On Feb. 4, 1906, Dietrich Bonhoeffer was born to his parents, Karl and Paula Bonhoeffer in what today is the city of Wroclaw, Poland.  He was raised and educated a Lutheran, receiving a degree from the University of Berlin when he was 21 and a Master of Divinity from Augustana Divinity School.

     In 1930 he traveled to New York City where he studied at Union Theological Seminary in Harlem.  While he was there, Bonhoeffer began to see things “from below” meaning from the perspective of those who are suffering from poverty and social injustice.  He was transformed form being a man who loved to study Christianity from its intellectual side to a man driven to carry out the teaching of Christ, particularly those found in the Sermon on the Mount.  On November 15, 1931, he was ordained at St. Matthews Church in Berlin.  Just two years before Hitler came to power.

     Hitler immediately called for new church elections, which were rigged so that Nazis would gain control.   In opposition to the Nazis, Bonhoeffer formed the “Confessing Church.”  The Confessing Church doctrine was to keep spiritual matters in the hands of the church and not the government.  Bonhoeffer and others objected to the Nazi nationalist church which removed most of the Old Testament (too Jewish), forbade anti-Nazi sermons and writings, and created a more anti-Jewish Jesus.

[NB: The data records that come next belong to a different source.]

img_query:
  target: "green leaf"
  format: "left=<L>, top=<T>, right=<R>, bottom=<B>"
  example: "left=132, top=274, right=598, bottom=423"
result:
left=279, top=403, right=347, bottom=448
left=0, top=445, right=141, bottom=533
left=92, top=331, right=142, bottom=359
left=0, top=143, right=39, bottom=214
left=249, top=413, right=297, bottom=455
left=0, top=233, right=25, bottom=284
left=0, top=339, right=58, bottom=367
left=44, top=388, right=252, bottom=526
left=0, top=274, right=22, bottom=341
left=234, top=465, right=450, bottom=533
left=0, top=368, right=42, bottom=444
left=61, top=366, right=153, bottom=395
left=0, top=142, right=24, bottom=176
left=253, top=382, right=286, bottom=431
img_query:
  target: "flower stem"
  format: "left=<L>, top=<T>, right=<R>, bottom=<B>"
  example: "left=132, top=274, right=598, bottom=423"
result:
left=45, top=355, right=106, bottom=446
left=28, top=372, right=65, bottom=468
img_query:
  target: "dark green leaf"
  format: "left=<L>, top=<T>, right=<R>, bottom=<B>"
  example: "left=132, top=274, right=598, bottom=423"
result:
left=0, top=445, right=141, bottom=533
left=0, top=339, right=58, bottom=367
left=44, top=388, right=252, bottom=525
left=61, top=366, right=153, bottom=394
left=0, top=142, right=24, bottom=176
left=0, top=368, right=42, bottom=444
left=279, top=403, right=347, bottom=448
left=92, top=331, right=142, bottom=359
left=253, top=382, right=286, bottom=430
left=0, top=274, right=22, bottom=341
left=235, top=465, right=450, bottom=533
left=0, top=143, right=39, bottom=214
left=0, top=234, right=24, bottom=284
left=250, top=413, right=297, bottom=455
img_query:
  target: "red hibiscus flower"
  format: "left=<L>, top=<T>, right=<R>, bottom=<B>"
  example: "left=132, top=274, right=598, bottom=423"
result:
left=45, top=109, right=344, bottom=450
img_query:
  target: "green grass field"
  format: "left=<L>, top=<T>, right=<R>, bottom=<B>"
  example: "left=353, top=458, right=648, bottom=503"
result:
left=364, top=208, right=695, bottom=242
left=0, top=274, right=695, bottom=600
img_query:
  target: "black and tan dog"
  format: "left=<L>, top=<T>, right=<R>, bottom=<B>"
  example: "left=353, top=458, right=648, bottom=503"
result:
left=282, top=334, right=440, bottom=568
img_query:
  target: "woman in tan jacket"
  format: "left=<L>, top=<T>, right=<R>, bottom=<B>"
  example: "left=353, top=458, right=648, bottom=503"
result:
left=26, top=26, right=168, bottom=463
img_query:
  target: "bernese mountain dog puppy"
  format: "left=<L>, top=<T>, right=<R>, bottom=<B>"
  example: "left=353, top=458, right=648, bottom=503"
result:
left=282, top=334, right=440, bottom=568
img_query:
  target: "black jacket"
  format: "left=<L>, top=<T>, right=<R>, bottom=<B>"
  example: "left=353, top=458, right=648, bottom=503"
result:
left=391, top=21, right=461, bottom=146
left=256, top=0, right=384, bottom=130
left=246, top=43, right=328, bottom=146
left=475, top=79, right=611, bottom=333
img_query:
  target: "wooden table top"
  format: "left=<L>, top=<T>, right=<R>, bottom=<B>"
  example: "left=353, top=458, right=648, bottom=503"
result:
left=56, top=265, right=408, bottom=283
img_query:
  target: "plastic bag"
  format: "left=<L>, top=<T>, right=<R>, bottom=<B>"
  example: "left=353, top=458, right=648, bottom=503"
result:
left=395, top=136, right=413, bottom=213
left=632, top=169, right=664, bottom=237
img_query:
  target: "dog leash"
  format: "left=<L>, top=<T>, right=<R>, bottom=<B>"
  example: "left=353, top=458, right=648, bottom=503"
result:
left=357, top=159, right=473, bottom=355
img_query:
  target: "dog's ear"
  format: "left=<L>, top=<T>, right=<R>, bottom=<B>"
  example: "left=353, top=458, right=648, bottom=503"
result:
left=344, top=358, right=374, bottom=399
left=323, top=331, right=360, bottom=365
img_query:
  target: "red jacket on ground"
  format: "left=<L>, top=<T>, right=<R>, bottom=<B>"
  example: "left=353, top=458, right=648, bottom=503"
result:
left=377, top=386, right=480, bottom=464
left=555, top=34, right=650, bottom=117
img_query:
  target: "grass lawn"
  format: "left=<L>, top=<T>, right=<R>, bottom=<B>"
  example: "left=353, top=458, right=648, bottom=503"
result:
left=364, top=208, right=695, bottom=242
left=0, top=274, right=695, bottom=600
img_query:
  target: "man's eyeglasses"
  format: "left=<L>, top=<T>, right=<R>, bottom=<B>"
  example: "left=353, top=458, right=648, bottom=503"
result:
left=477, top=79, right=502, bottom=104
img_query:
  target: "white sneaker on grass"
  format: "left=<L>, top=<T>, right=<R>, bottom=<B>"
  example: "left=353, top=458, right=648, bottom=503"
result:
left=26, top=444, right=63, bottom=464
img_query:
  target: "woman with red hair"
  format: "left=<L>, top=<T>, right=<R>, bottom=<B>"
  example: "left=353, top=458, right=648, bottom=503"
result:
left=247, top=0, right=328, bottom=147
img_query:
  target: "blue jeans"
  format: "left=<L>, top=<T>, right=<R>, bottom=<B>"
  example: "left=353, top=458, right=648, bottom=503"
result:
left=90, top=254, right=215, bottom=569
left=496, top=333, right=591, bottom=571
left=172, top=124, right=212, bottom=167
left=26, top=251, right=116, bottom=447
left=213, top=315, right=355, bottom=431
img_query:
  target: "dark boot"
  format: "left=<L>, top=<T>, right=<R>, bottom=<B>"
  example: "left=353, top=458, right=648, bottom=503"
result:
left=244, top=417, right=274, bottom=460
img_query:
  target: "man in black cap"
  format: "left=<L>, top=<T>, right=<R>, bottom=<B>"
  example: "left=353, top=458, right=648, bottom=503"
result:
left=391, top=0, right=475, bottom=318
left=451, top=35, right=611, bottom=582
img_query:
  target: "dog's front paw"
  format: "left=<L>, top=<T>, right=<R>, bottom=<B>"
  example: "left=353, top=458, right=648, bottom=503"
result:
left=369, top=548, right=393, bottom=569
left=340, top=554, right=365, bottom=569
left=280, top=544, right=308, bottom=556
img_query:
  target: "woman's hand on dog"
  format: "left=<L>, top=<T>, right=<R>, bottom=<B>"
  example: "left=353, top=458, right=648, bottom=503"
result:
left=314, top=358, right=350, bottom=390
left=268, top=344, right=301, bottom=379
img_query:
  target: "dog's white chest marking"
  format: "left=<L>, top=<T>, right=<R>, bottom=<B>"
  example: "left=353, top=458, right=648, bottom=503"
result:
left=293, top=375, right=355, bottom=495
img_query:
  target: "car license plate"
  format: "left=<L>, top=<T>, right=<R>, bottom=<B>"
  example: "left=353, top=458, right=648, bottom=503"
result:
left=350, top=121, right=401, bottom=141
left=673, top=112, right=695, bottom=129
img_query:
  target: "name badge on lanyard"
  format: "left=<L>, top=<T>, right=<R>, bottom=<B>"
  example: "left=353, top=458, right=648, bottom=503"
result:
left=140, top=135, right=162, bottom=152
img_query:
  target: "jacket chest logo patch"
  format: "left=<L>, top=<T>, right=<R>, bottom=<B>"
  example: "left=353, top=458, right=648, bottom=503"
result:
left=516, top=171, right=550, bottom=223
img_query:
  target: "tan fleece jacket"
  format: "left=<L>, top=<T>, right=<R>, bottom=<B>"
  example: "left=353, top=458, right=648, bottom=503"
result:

     Bonhoeffer’s stance lead to his being ostracized from most religious circles in Germany, so he went to London for two years to write and “spend some time in the desert.”  In1935 he returned to Germany hoping to create an underground seminary, which would teach the principles of the Confessing Church.  In August of 1936, he was declared a “pacifist and an enemy of the state.”  A year later Himmler declared the Confessing Church to be illegal.  Over the next two years, Bonhoeffer did his teaching and preaching in secret.  He also wrote his most famous work The Cost of Discipleship, a commentary on the Sermon on the Mount.

     In June of 1939, afraid of being drafted into the German army, Bonhoeffer fled to the U.S.  He did not stay long.  He felt his place and his battle for the Church was in Germany.

     Once in Germany, he learned that he was not allowed to speak to any group or publish any writings.  He joined the anti-Nazi underground and had knowledge of some of the attempts to assassinate Hitler.  Over the next two years he served as a courier for the German resistance.

     On April 5, 1943, Bonhoeffer was arrested and imprisoned in Tegel military prison for 18 months awaiting trial.  He continued to write and many of his essays and letters were smuggled out by sympathetic guards.

     In July, 1944, a bomb went off in a conference room nearly killing Hitler.  Bonhoeffer was implicated in the conspiracy along with 7000 others including  Irwin Rommel.  In February, 1945, He was moved first to Buchenwald concentration camp and then to Flossenburg concentration camp in Germany north of Munich near the Czech border. 

     Bonhoeffer was condemned to die in a kangaroo court on April 8, 1945.  He was tortured and hung the next day, just two weeks before American troops liberated the camp.  Witnesses say he went to his death bravely and prayerfully.